Mon ami m’a récemment parlé d’un couple qui a décidé d’ouvrir leur relation. J’étais sciée. Les deux se disent plus heureux ainsi, mais je me demande vraiment ce que ça signifie à long terme. Peut-on vraiment parler d’amour si chacun batifole à droite à gauche ? Moi, j’ai du mal à le saisir. J’ai aussi largement discuté de ça avec des collègues et certaines trouvent que l’infidélité peut amener une nouvelle dynamique, comme si c’était un petit piment dans l’amour. Mais ça m’agace, parce que pour moi, déjà la confiance est difficile à établir, alors si on commence à jongler avec les partenaires, c’est le sable mouvant émotionnel.

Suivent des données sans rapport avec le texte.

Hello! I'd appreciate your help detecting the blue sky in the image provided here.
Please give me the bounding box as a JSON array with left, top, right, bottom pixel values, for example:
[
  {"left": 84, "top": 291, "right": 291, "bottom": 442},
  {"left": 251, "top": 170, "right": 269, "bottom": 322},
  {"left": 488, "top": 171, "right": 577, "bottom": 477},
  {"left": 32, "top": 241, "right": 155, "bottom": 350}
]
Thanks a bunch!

Et puis, se pose la question des messages qu’on envoie aux plus jeunes. Je me demande vraiment ce que ça signifie pour eux de grandir dans un monde où l’engagement devient flou. Est-ce que c’est ça, la vie d’adulte ? Multiplier les conquêtes comme si c’était un jeu, sans se soucier des conséquences ? C’est vrai, certaines personnes pourraient arguer que ces pratiques font partie de l’évolution des mœurs, mais ça ne peut pas être juste un feu de paille ?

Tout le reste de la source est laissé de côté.